Ketua Umum Aliansi Jurnalis Independen Abdul Manan meminta Wiranto mengklarifikasi pernyataan soal penutupan media. ”Kalau ada media yang dianggap terlibat, silakan diproses, tapi melalui proses hukum, bukan membredel,” kata Abdul.
Ketua Dewan Kehormatan Persatuan Wartawan Indonesia Pusat Ilham Bintang mengingatkan agar media arus utama tetap melaksanakan peran sesuai dengan UU Pers, yaitu menjalankan kontrol sosial secara baik dan benar dengan mengutamakan kepentingan bangsa.
Secara terpisah, Menteri Komunikasi dan Informatika Rudiantara menegaskan, penindakan hukum terhadap situs dan akun media sosial sudah berjalan. Penindakan diberlakukan terhadap situs atau akun yang melanggar Undang-Undang Nomor 11 Tahun 2008 tentang Informasi dan Transaksi Elektronik.

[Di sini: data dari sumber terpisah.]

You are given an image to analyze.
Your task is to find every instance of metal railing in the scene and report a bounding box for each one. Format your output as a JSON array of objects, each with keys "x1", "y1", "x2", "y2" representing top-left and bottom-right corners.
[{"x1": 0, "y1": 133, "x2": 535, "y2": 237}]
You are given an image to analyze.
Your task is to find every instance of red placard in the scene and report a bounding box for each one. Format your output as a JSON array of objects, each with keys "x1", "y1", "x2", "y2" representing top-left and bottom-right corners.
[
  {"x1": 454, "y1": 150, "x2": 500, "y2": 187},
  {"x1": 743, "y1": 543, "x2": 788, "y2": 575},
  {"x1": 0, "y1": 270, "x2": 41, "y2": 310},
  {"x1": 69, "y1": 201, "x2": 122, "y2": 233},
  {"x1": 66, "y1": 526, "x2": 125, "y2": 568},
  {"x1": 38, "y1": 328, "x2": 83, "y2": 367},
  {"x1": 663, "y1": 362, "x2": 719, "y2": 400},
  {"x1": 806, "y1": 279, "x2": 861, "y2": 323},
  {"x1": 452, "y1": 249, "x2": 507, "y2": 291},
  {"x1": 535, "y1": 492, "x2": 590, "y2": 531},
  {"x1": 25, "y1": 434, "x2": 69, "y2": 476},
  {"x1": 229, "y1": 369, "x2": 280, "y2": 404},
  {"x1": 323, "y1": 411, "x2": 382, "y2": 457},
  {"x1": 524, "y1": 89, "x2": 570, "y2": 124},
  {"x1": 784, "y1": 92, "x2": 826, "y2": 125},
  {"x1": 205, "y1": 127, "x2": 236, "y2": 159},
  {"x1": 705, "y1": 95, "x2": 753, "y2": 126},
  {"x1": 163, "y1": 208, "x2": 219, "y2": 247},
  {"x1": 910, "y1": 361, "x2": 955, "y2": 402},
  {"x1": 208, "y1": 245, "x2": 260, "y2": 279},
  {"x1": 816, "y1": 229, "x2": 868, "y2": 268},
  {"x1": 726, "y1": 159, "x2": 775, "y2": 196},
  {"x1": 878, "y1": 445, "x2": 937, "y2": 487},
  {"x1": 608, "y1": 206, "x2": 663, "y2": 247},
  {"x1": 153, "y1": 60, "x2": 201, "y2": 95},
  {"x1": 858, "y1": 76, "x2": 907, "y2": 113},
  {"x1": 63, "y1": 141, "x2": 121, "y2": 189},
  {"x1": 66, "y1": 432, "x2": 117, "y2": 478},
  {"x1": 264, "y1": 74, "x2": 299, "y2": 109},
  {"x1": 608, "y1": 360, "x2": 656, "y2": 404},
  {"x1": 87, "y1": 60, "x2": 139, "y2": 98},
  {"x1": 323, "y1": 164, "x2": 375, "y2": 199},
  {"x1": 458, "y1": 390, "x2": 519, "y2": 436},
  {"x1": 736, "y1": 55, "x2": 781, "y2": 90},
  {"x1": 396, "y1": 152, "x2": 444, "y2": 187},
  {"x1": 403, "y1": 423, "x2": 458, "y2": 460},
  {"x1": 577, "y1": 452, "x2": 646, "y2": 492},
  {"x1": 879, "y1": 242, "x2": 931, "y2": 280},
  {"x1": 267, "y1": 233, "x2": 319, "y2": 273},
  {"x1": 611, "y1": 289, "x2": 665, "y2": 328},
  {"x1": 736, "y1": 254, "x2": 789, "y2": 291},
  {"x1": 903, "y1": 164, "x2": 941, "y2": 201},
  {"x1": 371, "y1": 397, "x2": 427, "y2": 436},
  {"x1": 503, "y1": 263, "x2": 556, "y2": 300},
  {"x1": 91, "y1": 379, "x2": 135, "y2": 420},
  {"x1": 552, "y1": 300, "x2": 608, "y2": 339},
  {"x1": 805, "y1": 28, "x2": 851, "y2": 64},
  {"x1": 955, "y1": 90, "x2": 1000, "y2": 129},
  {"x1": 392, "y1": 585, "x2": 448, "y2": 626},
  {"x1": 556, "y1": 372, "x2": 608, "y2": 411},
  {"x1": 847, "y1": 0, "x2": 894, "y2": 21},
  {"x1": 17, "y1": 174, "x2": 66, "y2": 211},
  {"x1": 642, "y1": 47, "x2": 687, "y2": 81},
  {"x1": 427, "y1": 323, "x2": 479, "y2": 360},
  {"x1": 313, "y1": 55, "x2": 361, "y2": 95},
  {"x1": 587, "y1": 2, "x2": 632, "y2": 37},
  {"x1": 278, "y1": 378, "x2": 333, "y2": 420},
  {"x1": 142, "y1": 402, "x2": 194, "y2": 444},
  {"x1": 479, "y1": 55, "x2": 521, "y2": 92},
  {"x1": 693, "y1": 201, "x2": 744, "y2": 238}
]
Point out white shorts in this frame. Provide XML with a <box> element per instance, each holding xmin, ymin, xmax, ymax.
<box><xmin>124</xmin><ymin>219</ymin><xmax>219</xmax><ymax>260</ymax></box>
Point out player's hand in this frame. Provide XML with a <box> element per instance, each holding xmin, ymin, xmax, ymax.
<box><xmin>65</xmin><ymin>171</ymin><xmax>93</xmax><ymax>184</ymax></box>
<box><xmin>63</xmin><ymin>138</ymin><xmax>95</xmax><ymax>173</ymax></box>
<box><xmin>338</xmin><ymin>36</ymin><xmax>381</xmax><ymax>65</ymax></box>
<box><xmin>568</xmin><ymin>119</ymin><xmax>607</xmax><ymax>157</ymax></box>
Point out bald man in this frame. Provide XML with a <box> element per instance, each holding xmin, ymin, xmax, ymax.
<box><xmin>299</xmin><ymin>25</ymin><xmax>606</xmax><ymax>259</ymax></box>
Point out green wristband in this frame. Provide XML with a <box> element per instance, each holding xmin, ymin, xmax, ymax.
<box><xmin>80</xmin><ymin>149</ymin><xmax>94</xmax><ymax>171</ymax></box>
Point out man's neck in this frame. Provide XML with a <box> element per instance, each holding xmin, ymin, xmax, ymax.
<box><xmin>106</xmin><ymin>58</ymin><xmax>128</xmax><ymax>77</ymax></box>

Adapun media yang menghasilkan karya jurnalistik mengacu pada UU Pers. Berbeda dengan UU lain, UU Pers tidak mempunyai regulasi turunan berupa peraturan pemerintah ataupun peraturan menteri.
”Ini menunjukkan pemerintah tidak melakukan intervensi kepada dunia pers. Apabila terjadi masalah hukum, prosesnya mengacu pada nota kesepahaman Dewan Pers dan Kepolisian Negara RI,” tuturnya.